HÉLÈNE RIOUX AJOUTE un quatrième volet à ses Fragments du monde. Un périple qu’elle amorçait en 2007 avec Mercredi soir au Bout du monde. C’était suivi d’Âmes en peine au paradis perdu en 2009 et de Nuits blanches et jours de gloire : solstice d’été en 2011. Le bout du monde existe ailleurs constitue, je le sens, la fin de cette exploration romanesque. L’entreprise s’étire sur une douzaine d’années et n’a cessé de prendre des virages étonnants pour constituer une fresque à la Sandro Botticelli.

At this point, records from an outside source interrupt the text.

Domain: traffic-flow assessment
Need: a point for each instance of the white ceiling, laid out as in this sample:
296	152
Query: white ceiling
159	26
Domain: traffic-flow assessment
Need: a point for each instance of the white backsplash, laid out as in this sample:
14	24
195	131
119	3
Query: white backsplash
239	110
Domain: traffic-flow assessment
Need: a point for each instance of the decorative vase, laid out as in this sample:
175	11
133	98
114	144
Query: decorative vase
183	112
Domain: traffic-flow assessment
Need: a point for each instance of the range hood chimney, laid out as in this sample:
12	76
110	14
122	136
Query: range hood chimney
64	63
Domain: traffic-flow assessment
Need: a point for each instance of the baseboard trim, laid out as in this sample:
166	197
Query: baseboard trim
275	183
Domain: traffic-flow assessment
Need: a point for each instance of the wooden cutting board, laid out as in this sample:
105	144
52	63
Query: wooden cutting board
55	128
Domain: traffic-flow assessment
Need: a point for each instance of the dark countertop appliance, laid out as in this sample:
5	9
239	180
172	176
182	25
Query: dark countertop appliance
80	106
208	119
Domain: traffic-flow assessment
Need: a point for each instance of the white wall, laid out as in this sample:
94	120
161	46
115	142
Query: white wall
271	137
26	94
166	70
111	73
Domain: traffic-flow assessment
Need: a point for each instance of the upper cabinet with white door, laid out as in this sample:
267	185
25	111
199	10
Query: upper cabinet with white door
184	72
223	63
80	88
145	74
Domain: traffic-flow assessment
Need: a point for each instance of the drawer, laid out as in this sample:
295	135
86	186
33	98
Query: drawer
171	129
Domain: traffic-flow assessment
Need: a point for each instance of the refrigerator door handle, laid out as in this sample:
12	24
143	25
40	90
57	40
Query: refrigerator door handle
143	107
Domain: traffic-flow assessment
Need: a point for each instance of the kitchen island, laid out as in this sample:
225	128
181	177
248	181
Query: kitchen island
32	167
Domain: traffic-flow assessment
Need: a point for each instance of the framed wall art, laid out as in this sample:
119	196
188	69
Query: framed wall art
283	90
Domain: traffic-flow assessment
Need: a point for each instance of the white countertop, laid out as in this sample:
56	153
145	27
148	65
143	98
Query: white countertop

L’écrivaine accompagne des personnages dans leurs grands et petits espoirs, se déplace souvent aux quatre coins de la planète pour rentrer à Montréal, dans ce quartier où le fameux restaurant Au Bout du monde accueille ses familiers. Une manière singulière de cerner l’humain dans ses rêves, ses déceptions, ses amours et ses éternels recommencements. 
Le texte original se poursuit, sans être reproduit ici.